Definition
In a METAR, BKN is a sky cover contraction reporting that 5/8 to 7/8 of the sky at a given layer is covered by clouds. It is reported with the height of the cloud base in hundreds of feet above ground level (for example, BKN025 means a broken layer at 2,500 feet AGL). A BKN layer is considered a ceiling.
Plain English
BKN means most of the sky at that level is covered by cloud, but not quite all of it. The number after BKN tells you how high the bottom of that cloud layer is, in hundreds of feet above the ground.
Context Anchor
Seen in METAR weather reports and other aviation weather products when cloud coverage is listed, such as “BKN025.”
Derivation
“Broken” describes a cloud layer that is mostly continuous but has gaps — like something whole that has been broken into pieces with spaces between them. That everyday image matches what the pilot sees: cloud cover with breaks in it.
Why Pilots Care
A broken layer counts as a ceiling under FAA rules. Ceilings drive VFR/IFR flight category decisions, alternate airport requirements, and approach minimums, so spotting BKN in a METAR directly affects whether and how the flight can be flown.
Analogy
Think of dividing the sky into eight equal parts.
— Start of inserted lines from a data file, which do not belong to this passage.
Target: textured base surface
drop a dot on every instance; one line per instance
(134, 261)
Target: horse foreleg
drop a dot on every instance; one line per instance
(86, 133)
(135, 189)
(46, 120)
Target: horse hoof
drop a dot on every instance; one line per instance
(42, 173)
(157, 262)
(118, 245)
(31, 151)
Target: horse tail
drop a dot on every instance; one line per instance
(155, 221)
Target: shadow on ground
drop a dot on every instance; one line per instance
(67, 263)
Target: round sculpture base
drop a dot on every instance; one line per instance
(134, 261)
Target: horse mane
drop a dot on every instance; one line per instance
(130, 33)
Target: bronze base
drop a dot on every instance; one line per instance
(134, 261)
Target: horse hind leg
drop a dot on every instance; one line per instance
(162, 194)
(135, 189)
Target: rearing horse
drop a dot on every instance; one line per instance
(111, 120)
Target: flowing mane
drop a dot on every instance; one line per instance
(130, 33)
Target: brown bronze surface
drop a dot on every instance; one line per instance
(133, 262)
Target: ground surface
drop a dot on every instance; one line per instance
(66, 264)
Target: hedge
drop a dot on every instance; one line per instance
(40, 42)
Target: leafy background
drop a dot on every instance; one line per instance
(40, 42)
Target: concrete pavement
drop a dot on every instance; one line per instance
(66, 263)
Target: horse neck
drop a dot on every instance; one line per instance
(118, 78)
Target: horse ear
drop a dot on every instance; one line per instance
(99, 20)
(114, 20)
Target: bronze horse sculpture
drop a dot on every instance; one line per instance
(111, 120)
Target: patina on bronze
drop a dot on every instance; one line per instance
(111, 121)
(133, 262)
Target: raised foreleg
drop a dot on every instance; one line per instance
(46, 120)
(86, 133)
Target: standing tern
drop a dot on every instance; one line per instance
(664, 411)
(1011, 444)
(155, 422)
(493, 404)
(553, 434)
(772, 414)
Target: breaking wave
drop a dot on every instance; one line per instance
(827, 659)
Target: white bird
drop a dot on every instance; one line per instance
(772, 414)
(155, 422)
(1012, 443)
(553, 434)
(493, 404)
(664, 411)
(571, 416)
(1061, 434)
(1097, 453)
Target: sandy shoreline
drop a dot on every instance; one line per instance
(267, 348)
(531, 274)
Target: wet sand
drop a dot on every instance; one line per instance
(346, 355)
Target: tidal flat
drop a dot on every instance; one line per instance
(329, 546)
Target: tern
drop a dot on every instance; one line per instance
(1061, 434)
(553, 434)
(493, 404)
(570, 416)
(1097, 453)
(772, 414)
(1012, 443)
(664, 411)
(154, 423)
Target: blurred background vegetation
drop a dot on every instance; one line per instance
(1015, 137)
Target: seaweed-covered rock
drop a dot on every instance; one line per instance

BKN means five, six, or seven of those parts are covered by clouds.
Intuition Check
“Broken” does not mean a few separate clouds here. In aviation weather, it specifically means 5/8 to 7/8 of the sky is covered at that layer.
Example Sentence 1
The METAR reported BKN040, so we briefed the approach expecting a ceiling at 4,000 feet.
Example Sentence 2
With BKN conditions reported, the pilot prepared for possible instrument approaches.